La grossesse est une période de changements et de vulnérabilité accrue pour la future mère. Si elle n'affecte pas directement le bébé, il est important de prendre des précautions pour la santé de la femme enceinte. Certains métiers présentent des risques spécifiques pendant la grossesse, et des mesures doivent être prises pour assurer la sécurité de la mère et de l'enfant. Le métier de vendeuse en boulangerie, avec ses contraintes physiques et horaires, soulève des questions importantes concernant la compatibilité avec une grossesse sereine.

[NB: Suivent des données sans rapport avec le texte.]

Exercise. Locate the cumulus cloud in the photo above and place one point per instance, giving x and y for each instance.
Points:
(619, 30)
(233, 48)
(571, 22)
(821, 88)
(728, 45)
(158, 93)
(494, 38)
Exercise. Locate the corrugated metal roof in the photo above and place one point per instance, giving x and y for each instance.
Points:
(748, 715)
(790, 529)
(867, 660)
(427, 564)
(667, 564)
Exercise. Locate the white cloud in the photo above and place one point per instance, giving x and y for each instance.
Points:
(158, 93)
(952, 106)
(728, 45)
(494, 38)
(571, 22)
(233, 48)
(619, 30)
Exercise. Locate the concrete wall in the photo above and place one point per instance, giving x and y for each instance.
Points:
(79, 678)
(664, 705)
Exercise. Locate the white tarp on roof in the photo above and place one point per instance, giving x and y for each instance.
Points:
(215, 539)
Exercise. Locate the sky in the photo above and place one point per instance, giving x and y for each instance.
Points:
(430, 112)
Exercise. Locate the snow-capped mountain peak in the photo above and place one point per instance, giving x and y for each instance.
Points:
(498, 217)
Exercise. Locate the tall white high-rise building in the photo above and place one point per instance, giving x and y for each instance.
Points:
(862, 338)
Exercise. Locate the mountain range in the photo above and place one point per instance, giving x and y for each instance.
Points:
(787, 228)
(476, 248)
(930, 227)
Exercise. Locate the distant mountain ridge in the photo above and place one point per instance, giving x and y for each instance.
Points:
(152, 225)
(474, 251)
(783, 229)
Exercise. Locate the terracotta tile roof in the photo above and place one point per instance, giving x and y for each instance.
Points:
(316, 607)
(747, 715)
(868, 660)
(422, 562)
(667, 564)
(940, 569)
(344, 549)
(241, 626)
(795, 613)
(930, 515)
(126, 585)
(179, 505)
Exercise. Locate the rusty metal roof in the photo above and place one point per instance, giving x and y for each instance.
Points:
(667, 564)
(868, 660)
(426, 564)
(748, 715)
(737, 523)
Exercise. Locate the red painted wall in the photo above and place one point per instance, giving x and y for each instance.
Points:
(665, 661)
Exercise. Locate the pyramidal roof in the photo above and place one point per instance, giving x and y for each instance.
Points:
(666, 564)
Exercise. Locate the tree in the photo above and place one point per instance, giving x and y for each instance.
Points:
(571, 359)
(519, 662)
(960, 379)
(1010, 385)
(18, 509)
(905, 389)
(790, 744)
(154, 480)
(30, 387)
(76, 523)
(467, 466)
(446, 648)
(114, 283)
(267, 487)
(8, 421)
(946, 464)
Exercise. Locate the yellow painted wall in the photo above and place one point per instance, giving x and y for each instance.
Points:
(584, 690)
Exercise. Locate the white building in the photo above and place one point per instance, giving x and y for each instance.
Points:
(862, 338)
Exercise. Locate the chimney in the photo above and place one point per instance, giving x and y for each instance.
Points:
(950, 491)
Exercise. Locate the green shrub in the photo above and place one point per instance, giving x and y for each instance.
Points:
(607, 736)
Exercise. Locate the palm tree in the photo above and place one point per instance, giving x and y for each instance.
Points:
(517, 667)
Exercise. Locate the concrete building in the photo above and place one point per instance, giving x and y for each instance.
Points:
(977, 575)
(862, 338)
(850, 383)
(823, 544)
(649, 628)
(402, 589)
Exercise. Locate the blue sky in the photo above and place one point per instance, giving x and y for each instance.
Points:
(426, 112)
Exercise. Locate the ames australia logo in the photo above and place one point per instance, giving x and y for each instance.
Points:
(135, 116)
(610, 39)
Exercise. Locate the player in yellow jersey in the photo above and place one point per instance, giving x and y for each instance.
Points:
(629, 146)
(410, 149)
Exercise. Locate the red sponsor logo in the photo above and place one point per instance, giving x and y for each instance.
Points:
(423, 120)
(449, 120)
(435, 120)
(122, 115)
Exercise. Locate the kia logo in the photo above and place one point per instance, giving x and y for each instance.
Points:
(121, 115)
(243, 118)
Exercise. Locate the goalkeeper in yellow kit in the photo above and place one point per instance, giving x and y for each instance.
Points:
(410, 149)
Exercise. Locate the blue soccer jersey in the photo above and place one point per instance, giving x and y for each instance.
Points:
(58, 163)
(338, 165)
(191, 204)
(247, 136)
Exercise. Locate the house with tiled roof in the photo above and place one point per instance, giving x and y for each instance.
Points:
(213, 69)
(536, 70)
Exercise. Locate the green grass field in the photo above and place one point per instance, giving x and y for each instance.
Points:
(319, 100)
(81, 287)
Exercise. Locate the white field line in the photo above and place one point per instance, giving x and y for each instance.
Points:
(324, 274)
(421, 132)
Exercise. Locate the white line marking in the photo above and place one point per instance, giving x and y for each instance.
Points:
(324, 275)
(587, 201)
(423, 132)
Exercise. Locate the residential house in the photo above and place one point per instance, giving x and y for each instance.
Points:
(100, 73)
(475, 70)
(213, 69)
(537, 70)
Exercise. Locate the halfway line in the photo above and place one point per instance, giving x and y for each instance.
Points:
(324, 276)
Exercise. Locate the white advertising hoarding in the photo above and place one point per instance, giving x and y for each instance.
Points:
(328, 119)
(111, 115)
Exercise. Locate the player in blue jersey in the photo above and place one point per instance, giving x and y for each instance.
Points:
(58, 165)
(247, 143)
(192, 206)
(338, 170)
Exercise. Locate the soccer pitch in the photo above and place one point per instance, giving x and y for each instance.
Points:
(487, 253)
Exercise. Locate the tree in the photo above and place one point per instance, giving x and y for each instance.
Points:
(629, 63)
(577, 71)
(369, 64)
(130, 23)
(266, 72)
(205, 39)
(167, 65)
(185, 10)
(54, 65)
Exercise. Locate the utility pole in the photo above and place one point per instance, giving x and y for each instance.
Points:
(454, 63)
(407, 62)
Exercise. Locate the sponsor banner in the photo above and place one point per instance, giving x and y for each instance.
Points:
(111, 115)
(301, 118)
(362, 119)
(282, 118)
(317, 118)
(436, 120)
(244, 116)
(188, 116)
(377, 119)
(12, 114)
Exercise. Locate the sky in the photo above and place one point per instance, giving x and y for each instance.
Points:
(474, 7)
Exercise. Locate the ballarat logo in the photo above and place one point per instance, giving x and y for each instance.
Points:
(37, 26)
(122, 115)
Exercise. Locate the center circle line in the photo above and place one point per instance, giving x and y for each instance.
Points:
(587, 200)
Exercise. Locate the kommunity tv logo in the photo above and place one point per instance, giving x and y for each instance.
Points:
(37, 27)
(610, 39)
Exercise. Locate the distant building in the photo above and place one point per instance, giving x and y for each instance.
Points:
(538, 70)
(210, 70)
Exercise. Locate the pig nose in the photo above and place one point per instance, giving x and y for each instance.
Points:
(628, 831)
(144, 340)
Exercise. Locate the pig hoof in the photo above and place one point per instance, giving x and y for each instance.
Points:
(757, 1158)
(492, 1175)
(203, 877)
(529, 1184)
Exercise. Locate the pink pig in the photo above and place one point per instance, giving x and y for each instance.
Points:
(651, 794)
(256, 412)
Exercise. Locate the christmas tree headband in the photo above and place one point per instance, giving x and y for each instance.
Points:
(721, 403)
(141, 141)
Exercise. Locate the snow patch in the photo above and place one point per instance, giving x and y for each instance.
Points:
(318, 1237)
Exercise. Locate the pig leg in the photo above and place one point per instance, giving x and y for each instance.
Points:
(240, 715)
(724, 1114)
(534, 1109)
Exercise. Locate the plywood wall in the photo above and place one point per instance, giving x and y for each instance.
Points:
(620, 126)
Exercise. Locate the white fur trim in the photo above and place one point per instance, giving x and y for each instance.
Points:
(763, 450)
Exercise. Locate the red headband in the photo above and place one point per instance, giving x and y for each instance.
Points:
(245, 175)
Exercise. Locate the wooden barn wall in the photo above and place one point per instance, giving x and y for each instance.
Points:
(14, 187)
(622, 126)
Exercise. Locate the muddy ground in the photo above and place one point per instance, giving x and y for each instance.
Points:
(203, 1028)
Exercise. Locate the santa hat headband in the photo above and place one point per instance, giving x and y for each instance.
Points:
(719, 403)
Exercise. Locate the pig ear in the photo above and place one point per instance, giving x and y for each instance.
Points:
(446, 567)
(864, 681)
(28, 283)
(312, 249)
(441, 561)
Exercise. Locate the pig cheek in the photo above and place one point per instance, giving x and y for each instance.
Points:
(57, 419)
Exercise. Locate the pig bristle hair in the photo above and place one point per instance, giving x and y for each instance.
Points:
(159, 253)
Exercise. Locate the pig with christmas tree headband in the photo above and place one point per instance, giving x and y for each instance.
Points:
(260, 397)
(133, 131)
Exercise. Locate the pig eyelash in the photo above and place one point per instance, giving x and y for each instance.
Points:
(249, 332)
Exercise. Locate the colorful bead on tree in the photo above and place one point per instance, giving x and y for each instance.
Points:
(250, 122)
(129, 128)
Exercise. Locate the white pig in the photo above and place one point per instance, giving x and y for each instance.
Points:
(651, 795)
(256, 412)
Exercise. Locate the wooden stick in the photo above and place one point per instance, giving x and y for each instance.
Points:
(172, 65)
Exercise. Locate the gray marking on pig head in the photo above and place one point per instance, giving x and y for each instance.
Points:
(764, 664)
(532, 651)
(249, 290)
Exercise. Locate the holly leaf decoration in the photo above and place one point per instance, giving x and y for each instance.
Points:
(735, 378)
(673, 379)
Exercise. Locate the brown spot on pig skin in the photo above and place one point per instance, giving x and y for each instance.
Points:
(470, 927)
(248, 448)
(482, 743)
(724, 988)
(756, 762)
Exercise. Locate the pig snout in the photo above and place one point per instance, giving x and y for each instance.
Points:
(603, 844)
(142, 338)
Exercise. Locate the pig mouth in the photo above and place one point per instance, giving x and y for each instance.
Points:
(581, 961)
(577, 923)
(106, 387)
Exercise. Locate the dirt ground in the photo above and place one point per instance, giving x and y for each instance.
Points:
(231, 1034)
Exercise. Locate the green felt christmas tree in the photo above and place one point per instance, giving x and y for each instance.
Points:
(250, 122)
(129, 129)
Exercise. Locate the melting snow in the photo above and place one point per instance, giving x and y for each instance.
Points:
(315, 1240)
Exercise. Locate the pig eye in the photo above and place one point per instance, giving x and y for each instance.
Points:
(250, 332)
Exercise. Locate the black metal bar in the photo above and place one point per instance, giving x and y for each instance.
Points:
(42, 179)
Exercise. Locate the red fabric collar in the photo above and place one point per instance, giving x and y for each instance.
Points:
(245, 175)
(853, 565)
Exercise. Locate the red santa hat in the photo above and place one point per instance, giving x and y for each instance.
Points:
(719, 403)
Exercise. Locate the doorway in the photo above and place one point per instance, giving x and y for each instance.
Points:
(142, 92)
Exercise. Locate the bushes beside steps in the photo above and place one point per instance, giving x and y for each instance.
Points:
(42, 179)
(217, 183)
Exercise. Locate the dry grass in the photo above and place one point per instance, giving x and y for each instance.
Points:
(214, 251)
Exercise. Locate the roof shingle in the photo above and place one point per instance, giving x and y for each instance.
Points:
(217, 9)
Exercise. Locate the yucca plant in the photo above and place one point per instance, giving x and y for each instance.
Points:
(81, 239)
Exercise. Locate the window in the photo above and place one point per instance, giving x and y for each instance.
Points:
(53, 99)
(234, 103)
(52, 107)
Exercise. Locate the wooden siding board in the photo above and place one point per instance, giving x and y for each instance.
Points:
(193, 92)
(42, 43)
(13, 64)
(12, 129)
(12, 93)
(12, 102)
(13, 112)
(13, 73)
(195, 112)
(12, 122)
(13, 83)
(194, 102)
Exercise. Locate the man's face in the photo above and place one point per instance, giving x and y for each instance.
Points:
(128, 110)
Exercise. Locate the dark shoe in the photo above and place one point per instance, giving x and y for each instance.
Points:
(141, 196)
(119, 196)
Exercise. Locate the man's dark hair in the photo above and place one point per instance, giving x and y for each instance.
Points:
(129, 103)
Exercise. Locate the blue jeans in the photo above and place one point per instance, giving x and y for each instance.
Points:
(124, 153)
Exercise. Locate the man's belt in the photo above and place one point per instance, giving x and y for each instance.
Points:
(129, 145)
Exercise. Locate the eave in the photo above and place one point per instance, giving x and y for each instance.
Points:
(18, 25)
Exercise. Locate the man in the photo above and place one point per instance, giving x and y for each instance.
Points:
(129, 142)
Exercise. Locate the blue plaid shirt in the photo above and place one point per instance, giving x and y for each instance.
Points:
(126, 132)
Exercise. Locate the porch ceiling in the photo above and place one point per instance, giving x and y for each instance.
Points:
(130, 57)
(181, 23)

Conditions d'ouverture des droits aux indemnités journalières de Sécurité sociale

Pour bénéficier des indemnités journalières de la Sécurité sociale pendant son congé maternité, une salariée doit remplir certaines conditions :

  • Être affiliée à la Sécurité sociale depuis au moins 6 mois à la date présumée de l'accouchement.
  • Cesser son activité professionnelle pendant au moins 8 semaines.
  • Justifier d'une durée de travail minimale ou d'un certain niveau de cotisations.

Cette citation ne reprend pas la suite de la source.